Digital Surge stands as an Australia-based cryptocurrency exchange. The exchange had managed to survive by the skin of its teeth, after the collapse of the FTX crypto exchange. The problem for Digital Surge was that they held millions in digital assets on the exchange.

Attempting To Recover 22,545 Customer’s Investments

On the 24th of January, 2023, creditors of Digital Surge approved a bail-out plan spanning five years. This plan’s goal is the eventual refunding of 22,545 customers’ crypto assets. These assets were frozen on the platform since the 16th of November, 2022. The goal is to allow the crypto exchange to continue operation despite this crippling setback

As for how this rescue plan saw fruition, it was first presented to the customers in question via an email sent by the exchange’s directors. This email, was sent on the 8th of December, 2022. This happens to be the same day as when the exchange had fell into administration.

Borrowing Money To Make Money

A document called “Deed of Company Arrangement” goes into detail about the entire event. In the document, it’s shown that Digital Surge will be granted 1.25 million AUD, around 880,000 USD, through a loan. This loan will be provided by Digico, an associated business, and will allow Digital Surge to continue its operations, albeit heavily in debt.

KordaMentha, the administrator of Digital Surge, gave a statement about the matter at large. The administrators explained that the quarterly profits of the exchange would be used to pay the creditors back.

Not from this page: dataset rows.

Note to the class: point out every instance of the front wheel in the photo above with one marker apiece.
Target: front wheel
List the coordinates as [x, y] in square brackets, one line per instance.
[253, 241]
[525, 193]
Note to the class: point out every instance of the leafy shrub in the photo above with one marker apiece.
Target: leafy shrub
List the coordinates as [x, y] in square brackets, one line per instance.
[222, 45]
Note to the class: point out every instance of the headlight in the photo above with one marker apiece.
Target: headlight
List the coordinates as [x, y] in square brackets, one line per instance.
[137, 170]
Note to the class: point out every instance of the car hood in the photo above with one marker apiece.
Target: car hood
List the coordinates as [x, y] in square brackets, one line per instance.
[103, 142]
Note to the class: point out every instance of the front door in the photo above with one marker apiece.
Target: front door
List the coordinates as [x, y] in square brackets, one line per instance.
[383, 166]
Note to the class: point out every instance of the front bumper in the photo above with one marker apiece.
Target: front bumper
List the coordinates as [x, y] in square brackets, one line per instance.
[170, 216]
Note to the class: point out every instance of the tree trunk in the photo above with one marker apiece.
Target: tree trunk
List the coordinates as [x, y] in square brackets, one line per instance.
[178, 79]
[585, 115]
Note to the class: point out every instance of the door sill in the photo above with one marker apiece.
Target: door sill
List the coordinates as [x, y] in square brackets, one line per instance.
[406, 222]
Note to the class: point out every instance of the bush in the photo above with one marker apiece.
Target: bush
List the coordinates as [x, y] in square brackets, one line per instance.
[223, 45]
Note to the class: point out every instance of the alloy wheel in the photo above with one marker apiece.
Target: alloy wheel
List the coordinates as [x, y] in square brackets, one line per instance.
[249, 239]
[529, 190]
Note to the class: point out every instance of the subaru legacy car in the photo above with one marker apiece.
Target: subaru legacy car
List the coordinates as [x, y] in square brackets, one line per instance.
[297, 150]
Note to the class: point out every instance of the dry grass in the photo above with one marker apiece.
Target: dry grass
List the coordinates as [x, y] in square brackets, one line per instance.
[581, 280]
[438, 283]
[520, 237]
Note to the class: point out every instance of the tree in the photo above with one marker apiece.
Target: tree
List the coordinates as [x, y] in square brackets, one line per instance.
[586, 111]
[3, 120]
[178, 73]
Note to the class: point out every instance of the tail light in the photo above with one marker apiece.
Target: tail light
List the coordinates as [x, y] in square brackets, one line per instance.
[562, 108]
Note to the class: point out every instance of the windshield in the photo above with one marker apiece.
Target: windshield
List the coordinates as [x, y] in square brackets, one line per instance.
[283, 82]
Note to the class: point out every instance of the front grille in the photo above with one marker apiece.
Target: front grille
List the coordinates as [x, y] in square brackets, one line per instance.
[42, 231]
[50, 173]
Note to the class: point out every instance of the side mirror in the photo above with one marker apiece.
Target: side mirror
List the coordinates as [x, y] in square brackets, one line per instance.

A report sent out by KordaMentha on the 24th of January gave details on how the customers are set to be paid. The report explained that both fiat and crypto would be sued to repay the customers, and the composition is based on the claims the customer made and the assets within the said claim. Furthermore, KordaMentha stated that there is an expectation that customers will be contacted in the future as the administration process continues.

FTX Bankruptcy Caused Massive Financial Damage

Delta Surge has been in operation since 2017. However, it suffered greatly at the hands of the FTX exchange’s collapse back in November of last year. The exchange was forced to freeze all deposits and withdrawals a few days after the FTX exchange filed for bankruptcy, with FTX Australia going into administration.

KordaMentha stated that while Digital Surge assured the public that it had “limited exposure” to FTX, the Digital Surge definition of limited turned out to be around $23.4 million in total. As such, it’s no real surprise the exchange almost buckled in the FTX collapse.

An array of crypto firms have collapsed thanks to the FTX bankruptcy. Among the more prominent names are Genesis and Blockfi, who were both forced to file for bankruptcy protection after FTX’s collapse. Surge Delta stands as one of the few firms that managed to scrape together a feasible strategy to continue survival.

Time will tell how successful this venture will be, but any movement toward the eventual repayment of innocent customers is an excellent move to make. The FTX collapse crippled the crypto space for some time, and the eventual recovery from it is a long and arduous process.